Al Ain : Her face is bandaged for the most part, while her left eye remains shut and a green tube sticks out of her left nostril. There's a raw cavity on her head as a vacuum wound drain sucks the extra blood out into a small pouch which she carries in her hand. Yet, there's a sparkle in her right eye, a rare spring to her step as she bounces around with a doll almost her size.

A bundle of energy, four-year-old Ayat Shaweesh, a Palestinian from Damascus, is getting her face reconstructed at Al Tawam Hospital in Al Ain after suffering third degree burns in a house accident.

Serious accident

Her mother Fairuz Shaeen said the accident occurred in 2008 when a pan of hot oil in which she was making French fries slipped, with the oil spilling over Ayat's face. Just two then, Ayat was treated for burns at a government hospital where grafting and lip adhesion to the nose was undertaken. Subsequently, she underwent five operations at a private hospital.

Progress over the long course of treatment was slow even as it financially drained the family, said Fairuz, whose husband Gassan is a painter. She said they had to sell their house and a pick-up truck to pay for the operations and fend for their seven children.

The non-profit Palestinian Children's Relief Fund (PCRF), which stepped in to help Ayat, brought the family to Al Tawam Hospital.

Dr Koos Scholtz, Chief of Plastic Surgery, who is treating Ayat, said she would have to undergo multiple procedures over two years to get her face reconstructed to an acceptable level. The procedures would help open her nostrils through splinting, bring down her hairline with a tissue expander — she had lost hair on half of her head — and restore the look and functions of her left eye, eyelids, nose and upper lip. Her left cheek, scarred due to grafting, would also have to be addressed, he added. "Ayat is a wonderful child," he said.

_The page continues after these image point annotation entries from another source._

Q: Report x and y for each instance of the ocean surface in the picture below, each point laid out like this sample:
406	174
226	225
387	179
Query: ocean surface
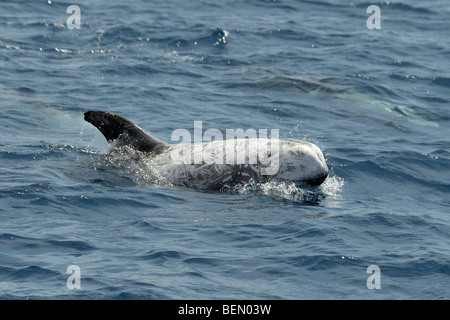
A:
376	101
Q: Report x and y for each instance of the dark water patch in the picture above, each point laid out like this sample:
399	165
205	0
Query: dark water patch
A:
442	82
33	272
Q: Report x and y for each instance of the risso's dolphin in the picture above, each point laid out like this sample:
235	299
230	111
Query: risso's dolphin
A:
217	163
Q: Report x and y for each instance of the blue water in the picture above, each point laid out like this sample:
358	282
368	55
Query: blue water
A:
375	101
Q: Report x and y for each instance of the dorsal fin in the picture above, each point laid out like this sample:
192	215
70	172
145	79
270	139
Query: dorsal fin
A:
117	128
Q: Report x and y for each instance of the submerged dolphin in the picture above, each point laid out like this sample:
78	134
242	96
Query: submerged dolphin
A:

"She cries a lot after a procedure as she is in pain but otherwise she is very lively," said Ayat's mother Fairuz, adding that she is mostly on a liquid diet.

The PCRF, which is paying for the procedures — estimated to cost around Dh60,000 — is also putting up the family in a rented apartment in Al Ain.

"This is God's will. We pray that everything will be well again," said Fairuz.